A typical day for me is not so typical by most others’ standards. Much of my day is spent working at a community hospital, managing the clinical nutrition department. I directly care for patients in the critical care unit, and supervise the nutrition teams of acute and long-term care. In my regional manager role, I oversee the clinical managers at several hospitals and nursing homes in the Southeast, help them prepare for national accreditation surveys, and support any of their clinical nutrition needs.
During the evenings and on weekends, I put on my lactation consultant hat and provide breastfeeding support to moms in the comfort of their own homes. As the owner of Lull-a-Baby Lactation Consultants, I have flexibility with hours. Most of my clients are from coastal South Carolina, but because there are so few lactation consultants in the area, especially who also speak Spanish, my job sometimes involves traveling into North Carolina too.
One evening a week, I teach a 3-hour nutrition course at Coastal Carolina University. It is an introductory nutrition course in the Public Health department. Most of my students are nursing or exercise physiology majors so it’s exciting to educate them about how nutrition will fit into their future professional roles, as well as in their personal lives.

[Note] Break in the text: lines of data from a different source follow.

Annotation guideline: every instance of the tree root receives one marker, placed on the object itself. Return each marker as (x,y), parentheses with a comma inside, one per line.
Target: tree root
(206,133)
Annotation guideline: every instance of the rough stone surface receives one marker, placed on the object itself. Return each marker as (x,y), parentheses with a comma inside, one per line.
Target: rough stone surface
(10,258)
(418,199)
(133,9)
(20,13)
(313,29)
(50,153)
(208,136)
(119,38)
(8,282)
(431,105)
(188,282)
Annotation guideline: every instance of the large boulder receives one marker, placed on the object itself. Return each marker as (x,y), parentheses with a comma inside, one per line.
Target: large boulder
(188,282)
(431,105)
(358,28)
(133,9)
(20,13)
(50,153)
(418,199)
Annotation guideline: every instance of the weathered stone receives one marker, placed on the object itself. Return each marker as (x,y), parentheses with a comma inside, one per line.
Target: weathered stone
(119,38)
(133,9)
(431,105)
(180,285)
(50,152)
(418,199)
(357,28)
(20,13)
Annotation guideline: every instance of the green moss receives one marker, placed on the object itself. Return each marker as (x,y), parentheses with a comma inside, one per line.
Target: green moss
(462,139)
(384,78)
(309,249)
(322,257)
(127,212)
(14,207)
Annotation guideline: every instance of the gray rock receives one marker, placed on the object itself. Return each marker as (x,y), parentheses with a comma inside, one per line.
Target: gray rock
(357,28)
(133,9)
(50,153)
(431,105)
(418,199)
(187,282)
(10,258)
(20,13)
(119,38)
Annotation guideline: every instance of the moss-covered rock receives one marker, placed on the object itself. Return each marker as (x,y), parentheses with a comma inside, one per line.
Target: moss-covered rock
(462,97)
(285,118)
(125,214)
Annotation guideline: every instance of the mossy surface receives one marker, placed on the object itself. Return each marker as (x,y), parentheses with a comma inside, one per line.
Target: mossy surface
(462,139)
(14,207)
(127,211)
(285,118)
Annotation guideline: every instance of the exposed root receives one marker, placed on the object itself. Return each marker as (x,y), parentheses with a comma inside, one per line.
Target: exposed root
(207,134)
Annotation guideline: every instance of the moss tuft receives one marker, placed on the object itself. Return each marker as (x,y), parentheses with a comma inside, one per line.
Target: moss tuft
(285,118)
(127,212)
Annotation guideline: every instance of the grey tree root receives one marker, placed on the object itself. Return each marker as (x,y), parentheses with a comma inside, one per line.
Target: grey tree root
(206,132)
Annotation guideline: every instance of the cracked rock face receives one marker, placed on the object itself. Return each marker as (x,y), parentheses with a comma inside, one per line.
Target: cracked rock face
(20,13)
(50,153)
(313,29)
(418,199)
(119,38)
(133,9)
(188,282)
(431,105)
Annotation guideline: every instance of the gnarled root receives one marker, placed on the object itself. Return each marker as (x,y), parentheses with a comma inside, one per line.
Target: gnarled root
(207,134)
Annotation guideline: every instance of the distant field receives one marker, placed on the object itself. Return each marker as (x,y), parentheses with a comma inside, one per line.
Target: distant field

How did you get your current job in dietetics?
My clinical position I got through networking with interns who graduated from Boston internship programs the year before I did. One had started working at the hospital I currently work at and when an opening came up, she asked if I would be interested when I finished my dietetic internship. I started as an entry level dietitian and worked my way up within the company.
I got my job as a lactation consultant by creating the private practice from the ground up. After my first son was born, I struggled through breastfeeding in the beginning. I was so frustrated and assumed it would come naturally, especially since I was a dietitian. There was no lactation consultant on staff at the hospital where he was born, so I had to figure out how to do it on my own. From that point, I had a personal mission to become an Internationally Board Certified Lactation Consultant so that I could provide support to new moms and babies.
What skills were you born with and what skills have you learned along the way?
I am naturally a patient person. This comes in particularly useful when working with patients who may still only be in the pre-contemplative stage of making lifestyle changes, and of course, when working with babies—they have their own agenda (and it usually involves a lot of napping).
Public speaking is a skill I learned throughout the years. I was a very shy and introverted child. Through public speaking classes and practice, I have become much more confident in speaking in front of others. Now, I stand in front of a classroom every week to teach college students, I am interviewed on local television news channels regularly, and I speak at special events.
What advice do you have for others wanting to be just as successful and fulfilled as you?
Do what you love. The field of dietetics has so many pathways. Find what you have a passion for and set goals for yourself. I have a passion for maternal and child health, so I worked with mentors, found educational programs to expand my knowledge, and set a goal to own a private practice as a lactation consultant. Challenges are exciting when they are toward a goal of doing something you love.
If you could be paid for your job with something other than a paycheck, what
would it be?
Exotic ingredients. I love baking and cooking and I would love to test my palate with new and exciting ingredients from around the world.